Unexpected executor death - java.lang.IllegalStateException: <build> already existed

    Details

    • Type: Bug
    • Status: Resolved (View Workflow)
    • Priority: Major
    • Resolution: Duplicate
    • Component/s: core
    • Labels:
      None
    • Environment:
      Jenkins 1.609.1
      Master on RHEL 6.6, in in Tomcat 8.
    • Similar Issues:

      Description

      Issue:

      • For a few slaves, the threads go dead.
      • These dead threads seem to be caused by builds on specific jobs.
      • In these cases, the build numbers picked up for subsequent runs are incorrect / already used, and so they executor goes dead.

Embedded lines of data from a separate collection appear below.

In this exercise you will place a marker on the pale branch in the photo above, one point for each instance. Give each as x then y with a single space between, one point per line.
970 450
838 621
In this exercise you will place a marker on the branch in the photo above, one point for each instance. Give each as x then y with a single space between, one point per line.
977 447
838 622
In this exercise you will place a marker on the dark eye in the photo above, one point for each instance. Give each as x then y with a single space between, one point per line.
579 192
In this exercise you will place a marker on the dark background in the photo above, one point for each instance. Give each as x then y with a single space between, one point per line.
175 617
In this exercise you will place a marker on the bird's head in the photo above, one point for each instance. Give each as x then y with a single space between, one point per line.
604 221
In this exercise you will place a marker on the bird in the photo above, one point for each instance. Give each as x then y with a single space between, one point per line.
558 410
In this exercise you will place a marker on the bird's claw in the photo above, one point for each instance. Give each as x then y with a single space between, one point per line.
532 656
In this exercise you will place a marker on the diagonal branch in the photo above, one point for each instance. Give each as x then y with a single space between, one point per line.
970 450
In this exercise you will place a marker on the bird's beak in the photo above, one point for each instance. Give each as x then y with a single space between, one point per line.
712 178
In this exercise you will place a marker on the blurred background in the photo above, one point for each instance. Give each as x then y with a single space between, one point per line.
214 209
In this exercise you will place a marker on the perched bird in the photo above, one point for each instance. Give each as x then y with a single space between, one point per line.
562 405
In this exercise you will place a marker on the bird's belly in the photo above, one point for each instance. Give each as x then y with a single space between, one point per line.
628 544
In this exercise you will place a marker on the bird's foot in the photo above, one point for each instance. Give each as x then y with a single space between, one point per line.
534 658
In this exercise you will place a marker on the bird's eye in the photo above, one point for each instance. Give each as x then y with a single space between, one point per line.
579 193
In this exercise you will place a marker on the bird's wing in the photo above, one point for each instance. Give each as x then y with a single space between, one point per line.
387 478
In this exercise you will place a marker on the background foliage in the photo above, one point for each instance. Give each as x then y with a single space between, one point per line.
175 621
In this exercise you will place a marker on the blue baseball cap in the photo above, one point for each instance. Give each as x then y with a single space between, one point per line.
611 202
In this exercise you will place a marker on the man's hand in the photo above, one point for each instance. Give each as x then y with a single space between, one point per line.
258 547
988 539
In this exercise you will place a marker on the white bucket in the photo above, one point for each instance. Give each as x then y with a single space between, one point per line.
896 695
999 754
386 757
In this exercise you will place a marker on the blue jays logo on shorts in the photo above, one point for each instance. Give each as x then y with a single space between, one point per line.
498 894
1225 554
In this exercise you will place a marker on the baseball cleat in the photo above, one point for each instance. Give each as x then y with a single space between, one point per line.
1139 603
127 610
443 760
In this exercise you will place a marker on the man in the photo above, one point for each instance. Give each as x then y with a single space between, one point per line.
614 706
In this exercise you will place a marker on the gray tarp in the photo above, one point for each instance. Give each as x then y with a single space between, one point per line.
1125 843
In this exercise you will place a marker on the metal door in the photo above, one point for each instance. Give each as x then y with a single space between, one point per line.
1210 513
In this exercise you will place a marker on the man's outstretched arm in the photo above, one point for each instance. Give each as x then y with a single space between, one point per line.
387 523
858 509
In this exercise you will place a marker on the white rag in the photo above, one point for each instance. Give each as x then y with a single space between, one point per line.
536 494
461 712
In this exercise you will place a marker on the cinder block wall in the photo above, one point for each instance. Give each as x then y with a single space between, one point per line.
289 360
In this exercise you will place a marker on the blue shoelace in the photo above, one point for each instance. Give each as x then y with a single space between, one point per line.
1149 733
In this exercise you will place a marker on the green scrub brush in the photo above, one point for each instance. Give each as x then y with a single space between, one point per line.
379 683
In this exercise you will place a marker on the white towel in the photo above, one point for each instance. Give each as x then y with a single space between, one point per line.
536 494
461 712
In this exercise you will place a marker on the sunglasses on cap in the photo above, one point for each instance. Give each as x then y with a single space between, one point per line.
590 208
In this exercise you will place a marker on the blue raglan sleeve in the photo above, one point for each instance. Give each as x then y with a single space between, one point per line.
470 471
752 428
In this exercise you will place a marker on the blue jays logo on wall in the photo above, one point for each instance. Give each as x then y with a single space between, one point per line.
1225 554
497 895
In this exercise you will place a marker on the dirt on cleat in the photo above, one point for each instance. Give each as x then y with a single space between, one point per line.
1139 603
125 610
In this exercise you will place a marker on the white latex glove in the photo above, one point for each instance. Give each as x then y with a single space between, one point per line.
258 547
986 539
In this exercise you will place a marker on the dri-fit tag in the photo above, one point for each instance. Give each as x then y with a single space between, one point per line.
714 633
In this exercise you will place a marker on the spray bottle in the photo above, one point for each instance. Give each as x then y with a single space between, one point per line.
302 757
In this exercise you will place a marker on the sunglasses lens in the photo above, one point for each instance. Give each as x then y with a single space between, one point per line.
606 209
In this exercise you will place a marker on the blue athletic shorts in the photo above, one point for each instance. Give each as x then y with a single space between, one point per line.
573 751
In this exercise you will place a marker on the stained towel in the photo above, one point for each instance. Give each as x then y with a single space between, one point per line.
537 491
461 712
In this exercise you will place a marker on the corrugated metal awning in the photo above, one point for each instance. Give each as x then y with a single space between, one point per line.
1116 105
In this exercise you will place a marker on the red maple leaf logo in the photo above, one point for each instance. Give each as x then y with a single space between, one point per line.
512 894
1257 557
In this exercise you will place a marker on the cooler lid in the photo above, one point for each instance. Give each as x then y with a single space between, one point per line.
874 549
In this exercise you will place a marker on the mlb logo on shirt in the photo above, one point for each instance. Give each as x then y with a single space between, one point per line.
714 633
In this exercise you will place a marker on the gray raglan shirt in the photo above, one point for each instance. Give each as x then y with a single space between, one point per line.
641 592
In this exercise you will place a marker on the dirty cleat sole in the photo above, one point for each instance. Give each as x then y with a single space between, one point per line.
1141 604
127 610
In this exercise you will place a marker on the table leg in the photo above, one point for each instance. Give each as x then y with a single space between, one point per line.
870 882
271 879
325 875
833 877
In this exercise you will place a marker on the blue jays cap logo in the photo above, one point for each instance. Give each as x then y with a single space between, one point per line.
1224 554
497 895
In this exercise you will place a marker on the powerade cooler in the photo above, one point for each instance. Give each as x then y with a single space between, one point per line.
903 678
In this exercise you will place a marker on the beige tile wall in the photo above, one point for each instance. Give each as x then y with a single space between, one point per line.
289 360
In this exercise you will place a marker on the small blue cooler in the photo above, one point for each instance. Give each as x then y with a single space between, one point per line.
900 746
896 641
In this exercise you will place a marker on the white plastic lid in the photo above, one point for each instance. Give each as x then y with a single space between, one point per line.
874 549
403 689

      Couple of stack trace excerpts from Jenkins log, (there are others):
      Aug 11, 2015 12:18:15 PM SEVERE hudson.model.Executor run
      Unexpected executor death
      java.lang.IllegalStateException: /mnt/jenkins/jenkins/data/jobs/MY_JOB2/builds/653 already existed; will not overwite with MY_JOB2 #653
      at hudson.model.RunMap.put(RunMap.java:187)
      at jenkins.model.lazy.LazyBuildMixIn.newBuild(LazyBuildMixIn.java:178)
      at hudson.model.AbstractProject.newBuild(AbstractProject.java:1006)
      at hudson.model.AbstractProject.createExecutable(AbstractProject.java:1205)
      at hudson.model.AbstractProject.createExecutable(AbstractProject.java:144)
      at hudson.model.Executor$1.call(Executor.java:328)
      at hudson.model.Executor$1.call(Executor.java:310)
      at hudson.model.Queue._withLock(Queue.java:1246)
      at hudson.model.Queue.withLock(Queue.java:1184)
      at hudson.model.Executor.run(Executor.java:310)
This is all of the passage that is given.